In a counterfactual world, had the reaction been instead the breaking up of the big banks and cleaning up the shadow banking sector, then the economics profession would have discovered a badly exposed and vulnerable flank. Once heads started to roll, the press would have been more inclined to discover economist craniums skittering hither and yon, and then it would have proven far more difficult to maintain the pretence of serving as detached spectators, guarantors of the public weal.

The interlocking connections between the pinnacles of the economics profession and the glittering heights of the financial sector have been briefly noted in passing, but tended to get lost when many of those firms were rescued or otherwise saved by the Fed. The movie Inside Job attempted to foreground the subject of how there must have been something systematic about an entire profession getting paid to be on the wrong side of a degenerating financial infrastructure, and then shielded from audit thereafter; but perhaps predictably, the lesson was rapidly interpreted as concerning the morality of a few individuals, understandably inclined to accept a little money ‘on the side’.

Defenders were readily recruited to huff: these people really believed what they preached, were not craven lickspittles, and could not be corrupted by such modest emoluments. One indication that this interpretation was itself faulty was that the amounts of money involved were many multiples of their official academic salaries.
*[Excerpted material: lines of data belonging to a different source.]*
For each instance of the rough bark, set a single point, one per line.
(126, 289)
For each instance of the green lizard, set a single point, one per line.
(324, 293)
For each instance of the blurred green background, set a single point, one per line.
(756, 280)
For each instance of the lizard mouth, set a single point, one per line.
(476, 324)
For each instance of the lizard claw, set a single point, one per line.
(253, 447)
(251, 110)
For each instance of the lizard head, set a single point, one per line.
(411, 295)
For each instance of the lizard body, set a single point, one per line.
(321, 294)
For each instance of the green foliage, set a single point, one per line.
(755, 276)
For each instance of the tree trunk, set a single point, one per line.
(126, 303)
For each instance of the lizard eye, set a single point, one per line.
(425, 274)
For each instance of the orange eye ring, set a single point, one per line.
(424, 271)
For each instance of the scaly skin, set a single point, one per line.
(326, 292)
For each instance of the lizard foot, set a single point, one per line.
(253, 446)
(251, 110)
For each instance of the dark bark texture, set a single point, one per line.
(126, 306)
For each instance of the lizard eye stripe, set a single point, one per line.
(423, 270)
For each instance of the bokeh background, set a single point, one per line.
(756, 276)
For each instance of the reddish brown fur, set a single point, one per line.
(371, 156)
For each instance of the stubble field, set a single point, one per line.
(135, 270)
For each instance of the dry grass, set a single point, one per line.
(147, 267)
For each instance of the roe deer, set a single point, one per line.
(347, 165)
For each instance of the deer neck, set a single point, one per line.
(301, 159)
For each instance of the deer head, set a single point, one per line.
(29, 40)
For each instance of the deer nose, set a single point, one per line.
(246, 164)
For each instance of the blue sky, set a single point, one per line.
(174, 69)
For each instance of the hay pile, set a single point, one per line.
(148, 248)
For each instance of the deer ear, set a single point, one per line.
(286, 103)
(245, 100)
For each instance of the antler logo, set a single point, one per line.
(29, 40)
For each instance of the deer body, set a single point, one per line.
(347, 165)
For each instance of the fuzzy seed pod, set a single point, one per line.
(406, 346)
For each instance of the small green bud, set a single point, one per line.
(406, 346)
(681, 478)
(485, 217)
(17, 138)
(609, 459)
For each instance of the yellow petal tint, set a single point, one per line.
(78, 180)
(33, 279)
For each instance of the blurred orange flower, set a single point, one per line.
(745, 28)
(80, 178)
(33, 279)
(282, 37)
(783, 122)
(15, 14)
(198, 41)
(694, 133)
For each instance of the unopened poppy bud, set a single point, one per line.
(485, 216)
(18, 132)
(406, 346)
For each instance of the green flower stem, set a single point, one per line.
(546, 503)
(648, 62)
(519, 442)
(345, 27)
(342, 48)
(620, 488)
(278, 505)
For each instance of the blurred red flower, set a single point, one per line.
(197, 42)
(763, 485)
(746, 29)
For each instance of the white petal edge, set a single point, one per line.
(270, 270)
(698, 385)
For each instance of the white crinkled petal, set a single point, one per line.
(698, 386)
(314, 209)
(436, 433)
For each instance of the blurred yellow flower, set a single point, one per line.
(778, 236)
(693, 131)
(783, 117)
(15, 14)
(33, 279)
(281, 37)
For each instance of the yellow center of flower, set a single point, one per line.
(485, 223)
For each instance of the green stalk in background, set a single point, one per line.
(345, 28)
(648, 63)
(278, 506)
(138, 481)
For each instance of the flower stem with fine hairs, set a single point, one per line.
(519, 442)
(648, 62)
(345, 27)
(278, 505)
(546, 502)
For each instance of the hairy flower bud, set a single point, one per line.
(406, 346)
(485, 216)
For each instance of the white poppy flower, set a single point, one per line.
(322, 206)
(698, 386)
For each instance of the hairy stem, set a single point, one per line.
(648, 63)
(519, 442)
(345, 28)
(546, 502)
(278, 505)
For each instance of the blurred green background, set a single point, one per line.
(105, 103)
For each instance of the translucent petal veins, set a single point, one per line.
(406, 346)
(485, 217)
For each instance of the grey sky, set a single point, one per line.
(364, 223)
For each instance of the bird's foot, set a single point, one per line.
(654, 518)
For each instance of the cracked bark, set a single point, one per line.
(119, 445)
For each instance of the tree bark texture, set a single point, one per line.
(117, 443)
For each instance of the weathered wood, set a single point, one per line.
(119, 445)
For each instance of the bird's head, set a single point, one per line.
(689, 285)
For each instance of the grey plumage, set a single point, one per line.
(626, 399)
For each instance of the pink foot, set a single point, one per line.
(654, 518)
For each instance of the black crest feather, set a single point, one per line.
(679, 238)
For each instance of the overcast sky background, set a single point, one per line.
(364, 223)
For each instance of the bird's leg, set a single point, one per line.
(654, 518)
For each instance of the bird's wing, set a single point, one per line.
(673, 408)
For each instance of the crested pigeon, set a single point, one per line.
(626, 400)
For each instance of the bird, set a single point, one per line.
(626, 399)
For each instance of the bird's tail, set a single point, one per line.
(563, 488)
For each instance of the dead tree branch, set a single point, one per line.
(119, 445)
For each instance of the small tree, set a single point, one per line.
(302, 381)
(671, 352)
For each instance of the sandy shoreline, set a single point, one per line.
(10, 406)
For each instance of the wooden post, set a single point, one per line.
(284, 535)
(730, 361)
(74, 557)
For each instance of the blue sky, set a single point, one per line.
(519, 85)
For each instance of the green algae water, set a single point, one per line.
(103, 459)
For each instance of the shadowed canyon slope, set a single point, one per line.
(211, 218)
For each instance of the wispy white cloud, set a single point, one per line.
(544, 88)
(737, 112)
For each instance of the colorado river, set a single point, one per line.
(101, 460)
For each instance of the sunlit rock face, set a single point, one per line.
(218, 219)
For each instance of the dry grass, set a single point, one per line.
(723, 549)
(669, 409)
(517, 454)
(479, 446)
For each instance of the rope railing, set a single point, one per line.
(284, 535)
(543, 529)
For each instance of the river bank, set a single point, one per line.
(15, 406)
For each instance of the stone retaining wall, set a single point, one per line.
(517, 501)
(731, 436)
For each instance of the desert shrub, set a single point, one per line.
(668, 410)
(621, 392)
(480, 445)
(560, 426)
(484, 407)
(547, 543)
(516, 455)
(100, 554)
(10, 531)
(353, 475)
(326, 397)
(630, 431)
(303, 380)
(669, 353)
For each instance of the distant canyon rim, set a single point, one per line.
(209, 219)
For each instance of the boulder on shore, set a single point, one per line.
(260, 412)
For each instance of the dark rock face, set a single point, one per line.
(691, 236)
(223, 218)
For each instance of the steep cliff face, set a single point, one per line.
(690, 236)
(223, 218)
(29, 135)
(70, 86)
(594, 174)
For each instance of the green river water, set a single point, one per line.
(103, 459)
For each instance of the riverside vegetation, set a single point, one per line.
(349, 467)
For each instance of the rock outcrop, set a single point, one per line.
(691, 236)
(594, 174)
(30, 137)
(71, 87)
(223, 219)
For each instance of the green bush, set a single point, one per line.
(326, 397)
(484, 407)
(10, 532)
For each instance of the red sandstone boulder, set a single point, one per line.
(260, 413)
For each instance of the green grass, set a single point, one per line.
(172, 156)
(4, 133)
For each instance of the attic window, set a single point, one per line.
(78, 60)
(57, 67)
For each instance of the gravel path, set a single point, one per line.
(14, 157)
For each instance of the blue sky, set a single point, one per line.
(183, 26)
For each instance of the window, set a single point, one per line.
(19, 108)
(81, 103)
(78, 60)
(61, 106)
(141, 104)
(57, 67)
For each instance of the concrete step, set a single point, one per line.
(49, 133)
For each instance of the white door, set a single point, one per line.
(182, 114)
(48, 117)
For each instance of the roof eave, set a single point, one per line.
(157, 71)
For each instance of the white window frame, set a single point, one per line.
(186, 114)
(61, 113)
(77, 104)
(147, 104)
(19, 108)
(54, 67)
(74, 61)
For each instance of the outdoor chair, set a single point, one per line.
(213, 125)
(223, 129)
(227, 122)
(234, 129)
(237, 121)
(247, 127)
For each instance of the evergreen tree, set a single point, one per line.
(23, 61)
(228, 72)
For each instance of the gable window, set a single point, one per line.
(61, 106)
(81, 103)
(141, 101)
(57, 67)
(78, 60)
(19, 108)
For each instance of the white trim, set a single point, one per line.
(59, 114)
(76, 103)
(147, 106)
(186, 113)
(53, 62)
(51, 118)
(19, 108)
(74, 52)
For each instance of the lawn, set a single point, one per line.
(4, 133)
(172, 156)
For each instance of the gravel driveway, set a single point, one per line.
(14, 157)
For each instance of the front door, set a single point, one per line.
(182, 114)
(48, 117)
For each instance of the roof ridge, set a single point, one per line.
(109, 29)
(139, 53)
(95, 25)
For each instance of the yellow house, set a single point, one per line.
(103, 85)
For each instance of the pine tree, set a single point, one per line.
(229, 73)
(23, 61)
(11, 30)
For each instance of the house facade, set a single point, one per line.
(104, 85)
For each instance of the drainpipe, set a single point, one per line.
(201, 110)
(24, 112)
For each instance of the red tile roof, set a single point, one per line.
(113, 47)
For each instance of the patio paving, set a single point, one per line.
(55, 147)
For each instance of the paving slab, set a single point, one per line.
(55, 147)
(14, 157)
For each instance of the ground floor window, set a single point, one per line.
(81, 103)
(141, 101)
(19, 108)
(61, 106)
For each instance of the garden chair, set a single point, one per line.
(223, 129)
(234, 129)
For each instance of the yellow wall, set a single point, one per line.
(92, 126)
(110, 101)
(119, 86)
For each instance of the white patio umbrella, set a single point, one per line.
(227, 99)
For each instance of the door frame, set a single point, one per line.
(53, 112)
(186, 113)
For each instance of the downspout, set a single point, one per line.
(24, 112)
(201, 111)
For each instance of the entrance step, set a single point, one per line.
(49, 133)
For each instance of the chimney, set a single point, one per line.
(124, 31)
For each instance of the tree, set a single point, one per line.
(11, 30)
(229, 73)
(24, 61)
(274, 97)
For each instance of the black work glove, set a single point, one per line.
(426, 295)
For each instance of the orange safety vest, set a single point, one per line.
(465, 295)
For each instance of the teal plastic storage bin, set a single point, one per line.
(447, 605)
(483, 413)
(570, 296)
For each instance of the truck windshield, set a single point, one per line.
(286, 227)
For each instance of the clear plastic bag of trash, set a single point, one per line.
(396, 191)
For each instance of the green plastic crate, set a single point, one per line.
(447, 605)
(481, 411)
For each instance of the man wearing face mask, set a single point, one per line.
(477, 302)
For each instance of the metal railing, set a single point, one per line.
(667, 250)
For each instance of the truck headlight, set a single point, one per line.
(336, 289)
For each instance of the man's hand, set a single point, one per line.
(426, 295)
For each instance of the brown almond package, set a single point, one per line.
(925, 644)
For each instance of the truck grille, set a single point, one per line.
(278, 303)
Another is that the point being made has nothing to do with their personal probity or cherished beliefs: rather, it concerns the ways in which these figures led the economics profession to be suborned to the financial sector.

The recruitment track in America worked like this: If you were lucky enough to write a few macrofinance papers in major journals that attract the attention of people that matter; and then garnish a plum political job like under-assistant-sub-secretary of the Treasury/Council of Advisors, touching the right political bases, then it just follows that you will in the fullness of time become absorbed into the corporate/financial sector in some reasonably lucrative capacity, all the while speaking out as an ‘independent’ academic voice for the public commonweal. This career trajectory has been a conveyor belt for some time now, at least back to 1970, when Paul Samuelson helped found the hedge fund Commodities Corporation. The issue is not the possible compromise of personal virtue of this or that individual in the face of tempting blandishments; it is rather that the proud pretence of ‘independent expertise’ has become thoroughly undermined by career co-optation within the current economics profession. This has been the bane of academic economics, but also, after the crisis, the vessel of its deliverance.

2.  The Immunity conveyed by the Neoliberal Restructuring of Universities

It was not just the turbocharged finance sector that provided cover for economists. Another major factor in the maintenance of the untouchable reputation of the orthodox economics profession has been the progressive commercialization of the totality of university research since the 1980s. If one wholeheartedly subscribes to the neoliberal doctrine of the market as uber-information processor, then ‘reform’ of the university prescribes the monetization of knowledge in all its forms.

Since the 1980s, the most prominent academic prophets of this reform have been members of the economics profession. Indeed, so zealous were the Boards of Trustees and state governments to bring this change about, that neoclassical economists were frequently installed as Presidents of many major universities (such as Larry Summers at Harvard and Rick Levin at Yale). These captains of erudition then set out to shrink the footprint of the humanities and expand the natural sciences at their institutions, since that was where the money was purportedly to be found. But a little-noted subsidiary trend was to further expand the representation of economists within the academic walls.